With a feed management tool, companies can source product data from various internal systems (PIMs, ERPs, local files, etc.), and then combine, sort, and clean the data all in one place. This aggregated and enriched product information is known as a product feed. Once a product feed is created, businesses are able to:
- Sort the data to fit into specific categories
- Adjust the structure of the data to comply with channel requirements
- Reformat the data to tailor it for different audiences
- Add additional details to enhance the data
By making these changes through feed management, companies can create high-quality product feeds to power their product catalogs, listings, ads, labels, etc.
Why are feed management services important?
Considering more detailed product information is one of the top factors that entices 35% of consumers to choose one brand or retailer over another, feed management can be the difference between a sale and a customer lost to a competitor.
Consumers want robust information about the items they shop for, and they want it presented in a clear, concise, and consistent manner. Missing or incorrect product information not only causes frustration for shoppers, but it can also cause regulatory issues. Take Decathlon who was fined £1.2 million for having incorrect warning labels, or this LaGuardia airport retailer who had to undergo a price audit of its entire menu after someone posted a photo of a beer accidentally marked for $28. Without strong feed management services, commerce anarchy reigns.
More specifically, feed management services provide companies with:
- More visibility of the product data ecosystem to easily identify missing pieces of information, underperforming products, and more
- More efficiency in enhancing data feed exports that frees up resources wasted on manual processes
- Independence from IT support, allowing those teams to focus on other critical issues
- Faster time-to-market, which enables companies to grow their business
What should you look for in feed management software?
So what makes a feed management platform strong? Companies need to find the right software that simplifies its tech stack. Consider the following:
- Artificial intelligence: Feed management tools leverage AI to speed up the process of sorting, cleaning, categorizing, and enhancing. AI can also provide more data visualization to ensure companies have full control over product information value chains.
- Channel templates: With predefined rules boxes and channel templates, businesses can reduce the time required to personalize and contextualize product data when setting up channels.
- Channel readiness reports: Feed management software should help businesses identify areas of improvement, offering reports that show how optimal product data is before it’s exported to channels and provide best practice suggestions for better performance.

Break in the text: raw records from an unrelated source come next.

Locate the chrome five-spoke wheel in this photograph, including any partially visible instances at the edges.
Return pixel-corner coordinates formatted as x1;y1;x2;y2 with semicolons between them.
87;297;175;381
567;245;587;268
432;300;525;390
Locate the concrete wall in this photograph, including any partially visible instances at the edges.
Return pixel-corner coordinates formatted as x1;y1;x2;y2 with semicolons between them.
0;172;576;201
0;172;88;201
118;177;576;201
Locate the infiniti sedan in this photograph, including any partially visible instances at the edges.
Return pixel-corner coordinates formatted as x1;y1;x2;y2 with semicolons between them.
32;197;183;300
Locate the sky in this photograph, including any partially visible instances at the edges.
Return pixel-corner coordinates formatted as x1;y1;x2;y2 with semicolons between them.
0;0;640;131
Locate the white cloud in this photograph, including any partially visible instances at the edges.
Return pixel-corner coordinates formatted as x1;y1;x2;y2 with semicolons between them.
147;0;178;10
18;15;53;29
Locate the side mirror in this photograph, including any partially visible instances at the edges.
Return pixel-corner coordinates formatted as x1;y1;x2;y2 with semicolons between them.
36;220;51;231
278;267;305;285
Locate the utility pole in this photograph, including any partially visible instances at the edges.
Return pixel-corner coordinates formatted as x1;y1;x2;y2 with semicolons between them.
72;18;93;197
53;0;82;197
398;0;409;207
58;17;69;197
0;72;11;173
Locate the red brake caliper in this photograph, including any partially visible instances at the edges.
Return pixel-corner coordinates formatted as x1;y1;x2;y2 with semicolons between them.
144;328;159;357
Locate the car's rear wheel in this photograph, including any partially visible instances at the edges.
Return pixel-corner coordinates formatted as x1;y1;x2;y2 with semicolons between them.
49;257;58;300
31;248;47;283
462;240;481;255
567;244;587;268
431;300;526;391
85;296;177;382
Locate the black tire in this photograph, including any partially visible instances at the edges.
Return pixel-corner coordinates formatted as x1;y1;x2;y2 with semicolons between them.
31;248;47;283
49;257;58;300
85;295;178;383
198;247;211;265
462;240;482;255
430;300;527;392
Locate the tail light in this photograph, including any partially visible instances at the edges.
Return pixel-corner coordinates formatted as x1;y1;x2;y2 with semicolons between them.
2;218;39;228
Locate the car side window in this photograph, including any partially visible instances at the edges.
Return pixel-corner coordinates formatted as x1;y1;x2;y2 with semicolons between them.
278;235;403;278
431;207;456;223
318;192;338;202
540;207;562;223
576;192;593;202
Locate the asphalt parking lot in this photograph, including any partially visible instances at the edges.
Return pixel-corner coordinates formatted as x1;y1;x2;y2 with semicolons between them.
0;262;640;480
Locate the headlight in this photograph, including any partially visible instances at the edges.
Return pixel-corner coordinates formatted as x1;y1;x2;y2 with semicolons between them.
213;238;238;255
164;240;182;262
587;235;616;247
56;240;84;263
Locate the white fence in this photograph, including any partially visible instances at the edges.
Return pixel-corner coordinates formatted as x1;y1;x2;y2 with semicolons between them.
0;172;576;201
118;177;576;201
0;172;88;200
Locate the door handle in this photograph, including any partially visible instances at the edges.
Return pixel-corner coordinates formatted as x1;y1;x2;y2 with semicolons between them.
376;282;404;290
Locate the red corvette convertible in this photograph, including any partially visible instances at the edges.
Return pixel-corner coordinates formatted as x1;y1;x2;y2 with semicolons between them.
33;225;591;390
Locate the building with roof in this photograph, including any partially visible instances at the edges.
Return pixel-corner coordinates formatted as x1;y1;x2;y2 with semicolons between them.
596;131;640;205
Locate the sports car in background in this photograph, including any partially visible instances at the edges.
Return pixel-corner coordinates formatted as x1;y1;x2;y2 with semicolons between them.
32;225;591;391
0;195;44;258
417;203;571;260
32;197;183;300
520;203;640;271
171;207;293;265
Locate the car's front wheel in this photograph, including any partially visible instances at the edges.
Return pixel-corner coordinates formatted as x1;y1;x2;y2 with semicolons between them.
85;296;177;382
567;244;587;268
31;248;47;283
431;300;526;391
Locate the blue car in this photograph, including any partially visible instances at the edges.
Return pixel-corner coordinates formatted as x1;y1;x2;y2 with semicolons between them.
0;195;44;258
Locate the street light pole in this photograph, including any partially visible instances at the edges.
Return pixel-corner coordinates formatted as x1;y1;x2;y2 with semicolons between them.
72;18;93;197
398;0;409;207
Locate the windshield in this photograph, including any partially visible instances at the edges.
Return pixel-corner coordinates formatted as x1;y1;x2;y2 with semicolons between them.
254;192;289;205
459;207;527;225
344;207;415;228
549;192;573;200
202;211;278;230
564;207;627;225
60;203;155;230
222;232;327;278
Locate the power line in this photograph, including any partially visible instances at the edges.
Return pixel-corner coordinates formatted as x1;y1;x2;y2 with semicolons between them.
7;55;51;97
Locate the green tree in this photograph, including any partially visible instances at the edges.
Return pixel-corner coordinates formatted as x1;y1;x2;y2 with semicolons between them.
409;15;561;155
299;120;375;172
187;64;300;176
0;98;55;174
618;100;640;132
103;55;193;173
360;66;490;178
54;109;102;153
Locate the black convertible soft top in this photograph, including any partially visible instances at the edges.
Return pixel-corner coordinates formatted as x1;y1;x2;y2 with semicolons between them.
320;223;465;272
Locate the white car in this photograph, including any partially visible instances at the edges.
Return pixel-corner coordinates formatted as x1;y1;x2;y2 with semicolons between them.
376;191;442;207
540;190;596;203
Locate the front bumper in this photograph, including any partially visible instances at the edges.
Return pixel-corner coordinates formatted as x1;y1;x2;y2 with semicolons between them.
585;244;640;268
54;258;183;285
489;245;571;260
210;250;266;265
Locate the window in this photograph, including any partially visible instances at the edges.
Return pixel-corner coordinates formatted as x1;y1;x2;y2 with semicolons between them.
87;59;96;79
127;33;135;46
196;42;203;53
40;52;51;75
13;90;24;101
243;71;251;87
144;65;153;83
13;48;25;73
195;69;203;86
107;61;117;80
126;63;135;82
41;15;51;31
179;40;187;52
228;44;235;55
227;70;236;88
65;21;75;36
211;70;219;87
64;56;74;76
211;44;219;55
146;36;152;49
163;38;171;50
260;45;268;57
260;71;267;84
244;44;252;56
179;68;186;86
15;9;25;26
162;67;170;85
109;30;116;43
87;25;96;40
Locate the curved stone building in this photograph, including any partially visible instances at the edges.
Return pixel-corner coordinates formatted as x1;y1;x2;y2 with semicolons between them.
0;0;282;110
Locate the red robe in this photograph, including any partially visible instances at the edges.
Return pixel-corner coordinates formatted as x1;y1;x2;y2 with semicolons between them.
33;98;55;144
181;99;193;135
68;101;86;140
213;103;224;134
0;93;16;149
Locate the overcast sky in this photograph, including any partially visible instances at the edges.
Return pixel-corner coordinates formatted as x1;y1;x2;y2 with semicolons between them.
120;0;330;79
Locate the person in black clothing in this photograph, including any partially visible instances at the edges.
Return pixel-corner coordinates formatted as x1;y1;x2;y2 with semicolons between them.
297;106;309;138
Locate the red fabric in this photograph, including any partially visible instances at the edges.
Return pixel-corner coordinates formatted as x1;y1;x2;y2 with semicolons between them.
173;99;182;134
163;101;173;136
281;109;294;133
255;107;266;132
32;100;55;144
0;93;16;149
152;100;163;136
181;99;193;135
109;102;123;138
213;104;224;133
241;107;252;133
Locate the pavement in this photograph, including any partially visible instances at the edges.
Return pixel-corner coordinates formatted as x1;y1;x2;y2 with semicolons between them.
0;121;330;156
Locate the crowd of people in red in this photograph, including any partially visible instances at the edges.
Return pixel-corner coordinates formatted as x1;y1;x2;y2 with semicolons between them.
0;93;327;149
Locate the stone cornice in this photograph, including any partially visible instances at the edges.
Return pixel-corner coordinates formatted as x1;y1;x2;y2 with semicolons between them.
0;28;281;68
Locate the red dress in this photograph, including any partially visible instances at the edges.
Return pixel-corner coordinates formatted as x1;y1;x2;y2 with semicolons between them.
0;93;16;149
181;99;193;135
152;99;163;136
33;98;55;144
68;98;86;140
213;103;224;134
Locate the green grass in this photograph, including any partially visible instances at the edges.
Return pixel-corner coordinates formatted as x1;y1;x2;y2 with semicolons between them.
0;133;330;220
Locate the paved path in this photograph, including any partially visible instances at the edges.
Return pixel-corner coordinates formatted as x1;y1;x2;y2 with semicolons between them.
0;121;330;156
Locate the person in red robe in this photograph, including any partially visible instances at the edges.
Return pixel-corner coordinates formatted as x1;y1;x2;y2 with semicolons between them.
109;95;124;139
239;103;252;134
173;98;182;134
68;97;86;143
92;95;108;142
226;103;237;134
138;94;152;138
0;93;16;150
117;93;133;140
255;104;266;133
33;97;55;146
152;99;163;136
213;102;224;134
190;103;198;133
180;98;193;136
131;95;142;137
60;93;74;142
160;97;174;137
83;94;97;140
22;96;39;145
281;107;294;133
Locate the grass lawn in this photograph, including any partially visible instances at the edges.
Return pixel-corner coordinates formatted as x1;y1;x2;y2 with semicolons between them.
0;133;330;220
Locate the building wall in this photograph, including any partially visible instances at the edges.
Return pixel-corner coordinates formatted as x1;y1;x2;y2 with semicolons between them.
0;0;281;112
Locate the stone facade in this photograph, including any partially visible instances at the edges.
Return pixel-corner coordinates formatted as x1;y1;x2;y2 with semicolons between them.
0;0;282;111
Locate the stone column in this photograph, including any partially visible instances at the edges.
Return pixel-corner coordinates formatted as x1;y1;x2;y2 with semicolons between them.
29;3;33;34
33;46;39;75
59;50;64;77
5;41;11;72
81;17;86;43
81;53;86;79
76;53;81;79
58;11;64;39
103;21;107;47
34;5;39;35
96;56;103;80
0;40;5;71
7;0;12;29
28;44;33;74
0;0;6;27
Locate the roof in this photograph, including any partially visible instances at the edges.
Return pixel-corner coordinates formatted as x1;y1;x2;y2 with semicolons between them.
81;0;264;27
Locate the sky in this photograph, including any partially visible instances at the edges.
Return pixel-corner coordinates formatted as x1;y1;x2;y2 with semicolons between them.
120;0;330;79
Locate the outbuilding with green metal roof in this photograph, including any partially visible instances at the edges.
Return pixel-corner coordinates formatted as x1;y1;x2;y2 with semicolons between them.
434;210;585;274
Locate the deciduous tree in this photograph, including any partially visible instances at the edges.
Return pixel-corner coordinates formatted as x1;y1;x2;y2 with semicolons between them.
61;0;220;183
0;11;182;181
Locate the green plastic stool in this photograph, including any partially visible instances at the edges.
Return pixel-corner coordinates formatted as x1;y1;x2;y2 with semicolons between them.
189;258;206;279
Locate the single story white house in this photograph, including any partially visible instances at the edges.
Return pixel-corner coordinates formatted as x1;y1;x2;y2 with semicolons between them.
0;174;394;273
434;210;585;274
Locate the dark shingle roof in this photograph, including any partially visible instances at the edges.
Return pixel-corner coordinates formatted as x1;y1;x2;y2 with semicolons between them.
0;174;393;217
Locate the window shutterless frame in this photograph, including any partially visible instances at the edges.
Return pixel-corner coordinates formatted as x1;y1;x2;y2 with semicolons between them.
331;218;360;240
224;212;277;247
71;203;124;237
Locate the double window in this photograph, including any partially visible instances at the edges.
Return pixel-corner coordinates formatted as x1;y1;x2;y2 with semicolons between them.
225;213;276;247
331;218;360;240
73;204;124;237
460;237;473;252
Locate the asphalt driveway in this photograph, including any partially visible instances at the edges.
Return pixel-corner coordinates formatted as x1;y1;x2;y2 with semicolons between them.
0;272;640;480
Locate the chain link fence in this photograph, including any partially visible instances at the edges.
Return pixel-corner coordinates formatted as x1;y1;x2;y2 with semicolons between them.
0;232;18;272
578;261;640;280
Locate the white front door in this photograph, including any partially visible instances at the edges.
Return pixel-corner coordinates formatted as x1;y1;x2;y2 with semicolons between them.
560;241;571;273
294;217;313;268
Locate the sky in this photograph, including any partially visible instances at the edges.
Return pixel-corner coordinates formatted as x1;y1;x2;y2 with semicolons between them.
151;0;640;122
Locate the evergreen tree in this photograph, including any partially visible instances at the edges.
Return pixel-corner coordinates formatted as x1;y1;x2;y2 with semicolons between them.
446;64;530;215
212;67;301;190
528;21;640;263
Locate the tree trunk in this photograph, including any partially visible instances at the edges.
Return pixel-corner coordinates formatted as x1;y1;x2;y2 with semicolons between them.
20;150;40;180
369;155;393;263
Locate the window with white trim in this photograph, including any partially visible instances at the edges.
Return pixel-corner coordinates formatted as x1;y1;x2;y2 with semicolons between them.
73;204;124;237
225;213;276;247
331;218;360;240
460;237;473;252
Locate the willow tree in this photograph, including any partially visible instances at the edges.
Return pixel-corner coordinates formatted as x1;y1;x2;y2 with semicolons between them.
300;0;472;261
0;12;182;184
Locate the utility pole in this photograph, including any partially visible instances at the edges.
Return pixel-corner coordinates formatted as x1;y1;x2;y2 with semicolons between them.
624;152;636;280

- Performance monitoring: Once product data is live on channels, feed management tools should constantly analyze performance to help determine where businesses should make changes, as well as react to evolving market trends and consumer preferences.
- 3D feedback loops: To ensure customer feedback about products gets routed back to suppliers, feed management platforms should allow for a multi-directional flow of data through the supply chain.
Note: Feed management performs best under an overarching product-to-consumer (P2C) strategy.